Will SA’s 183-day tax exemption rule be overturned?

Monarch & Co on options for individuals should South Africans working overseas have to pay tax locally as well

James Bowling, chief executive officer of Monarch&Co

On 18 August, the window period to submit public comment on the South African Revenue Services (SARS) and National Treasury’s amended draft tax law proposal to overturn the 183-day tax exemption rule, closed. “Therefore, South African tax resident employees working outside South Africa (SA) in low-tax or tax-free jurisdictions like Mauritius, Singapore, Cayman Islands and the United Arab Emirates (UAE) are now holding their breath to hear whether the South African government will do away with the rule or not,” says James Bowling, chief executive officer of Monarch&Co – a facilitator of residency and citizenship programmes in hand-picked territories around the globe.

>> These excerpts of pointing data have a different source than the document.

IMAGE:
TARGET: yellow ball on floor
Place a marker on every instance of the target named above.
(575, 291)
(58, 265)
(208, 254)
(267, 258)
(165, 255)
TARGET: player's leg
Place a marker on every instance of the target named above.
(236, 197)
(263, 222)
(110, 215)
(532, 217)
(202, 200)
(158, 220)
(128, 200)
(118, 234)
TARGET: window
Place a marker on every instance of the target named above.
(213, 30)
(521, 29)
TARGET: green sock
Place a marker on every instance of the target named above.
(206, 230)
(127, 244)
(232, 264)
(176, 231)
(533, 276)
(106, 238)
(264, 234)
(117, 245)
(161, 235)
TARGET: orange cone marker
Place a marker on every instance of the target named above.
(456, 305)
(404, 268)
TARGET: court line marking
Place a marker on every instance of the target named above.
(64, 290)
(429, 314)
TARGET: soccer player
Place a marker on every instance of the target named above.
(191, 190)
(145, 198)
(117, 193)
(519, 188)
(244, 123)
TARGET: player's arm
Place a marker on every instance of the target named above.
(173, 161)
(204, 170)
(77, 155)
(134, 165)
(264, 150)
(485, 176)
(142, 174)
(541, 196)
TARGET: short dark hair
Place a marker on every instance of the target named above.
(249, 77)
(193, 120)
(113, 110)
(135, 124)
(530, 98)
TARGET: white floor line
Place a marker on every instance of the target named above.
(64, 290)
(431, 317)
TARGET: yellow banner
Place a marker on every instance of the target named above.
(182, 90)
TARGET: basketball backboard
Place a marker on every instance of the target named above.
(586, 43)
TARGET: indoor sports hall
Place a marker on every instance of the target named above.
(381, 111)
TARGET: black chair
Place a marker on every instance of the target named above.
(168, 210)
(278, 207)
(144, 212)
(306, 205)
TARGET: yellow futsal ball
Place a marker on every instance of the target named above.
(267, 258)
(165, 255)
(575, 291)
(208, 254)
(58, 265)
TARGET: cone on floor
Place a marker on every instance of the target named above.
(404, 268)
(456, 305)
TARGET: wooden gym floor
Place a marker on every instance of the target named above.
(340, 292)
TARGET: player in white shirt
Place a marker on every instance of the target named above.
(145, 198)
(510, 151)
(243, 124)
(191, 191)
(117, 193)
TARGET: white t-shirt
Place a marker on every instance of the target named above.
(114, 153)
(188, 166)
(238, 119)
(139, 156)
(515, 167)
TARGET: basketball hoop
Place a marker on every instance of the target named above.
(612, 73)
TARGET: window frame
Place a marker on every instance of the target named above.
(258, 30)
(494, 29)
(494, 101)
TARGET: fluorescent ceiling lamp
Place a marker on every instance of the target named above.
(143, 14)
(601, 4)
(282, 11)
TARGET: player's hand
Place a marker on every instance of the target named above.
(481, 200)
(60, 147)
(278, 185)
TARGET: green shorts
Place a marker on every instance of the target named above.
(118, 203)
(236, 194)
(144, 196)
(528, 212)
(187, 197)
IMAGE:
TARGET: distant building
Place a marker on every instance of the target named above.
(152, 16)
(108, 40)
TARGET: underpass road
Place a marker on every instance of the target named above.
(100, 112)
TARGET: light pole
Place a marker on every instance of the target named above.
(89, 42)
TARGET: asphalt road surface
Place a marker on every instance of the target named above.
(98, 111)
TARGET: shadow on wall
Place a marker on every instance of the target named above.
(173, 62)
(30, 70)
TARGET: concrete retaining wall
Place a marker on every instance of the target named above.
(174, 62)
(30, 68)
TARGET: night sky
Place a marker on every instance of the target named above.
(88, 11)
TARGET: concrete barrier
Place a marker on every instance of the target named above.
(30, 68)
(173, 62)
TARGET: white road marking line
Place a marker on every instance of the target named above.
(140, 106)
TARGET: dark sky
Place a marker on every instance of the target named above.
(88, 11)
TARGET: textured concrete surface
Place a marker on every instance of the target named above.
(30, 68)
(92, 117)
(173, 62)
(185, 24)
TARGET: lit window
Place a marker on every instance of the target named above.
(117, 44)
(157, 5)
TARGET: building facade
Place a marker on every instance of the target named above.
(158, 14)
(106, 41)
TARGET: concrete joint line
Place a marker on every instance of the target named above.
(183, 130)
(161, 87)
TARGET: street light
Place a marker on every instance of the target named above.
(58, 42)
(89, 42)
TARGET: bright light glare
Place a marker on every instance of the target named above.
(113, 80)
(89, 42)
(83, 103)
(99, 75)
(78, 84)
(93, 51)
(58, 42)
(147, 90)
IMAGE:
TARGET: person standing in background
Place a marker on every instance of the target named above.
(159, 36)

The government is expected to announce their decision soon. “They said earlier this year that the public can expect the changes in legislation to take effect from as early as March 2019 should the rule fall away,” confirms Bowling.

These past few months, many tax consultants speculated that the rule will most probably fall away. Hence, Bowling cautions that those that will be affected by the changing tax legislation, should start to get their affairs in order.

Since 2001, the 183-day tax rule exempted South African residents who spend 183 days or more, of which 60 must be consecutive, in any 12-month period working outside SA from paying tax locally.

Expected impact should the rule fall away

The overturning of the rule could have severe implications, especially for those employees that fall into the maximum 45% tax bracket and pay 25% tax in a foreign country as SARS will be collecting a tax deficit of 20% from them.

“In practice, South Africans looking to avoid the above, have limited and in most cases, extreme options to choose from, namely to return to SA for work (should their employer be able to guarantee them a position in SA) or emigrate,” notes Bowling.

“It is not possible to sugar coat the impact of the proposed legislation. It is what it is and the best way to handle the situation is to plan ahead by focusing on the actions that need to be taken now,” adds Bowling.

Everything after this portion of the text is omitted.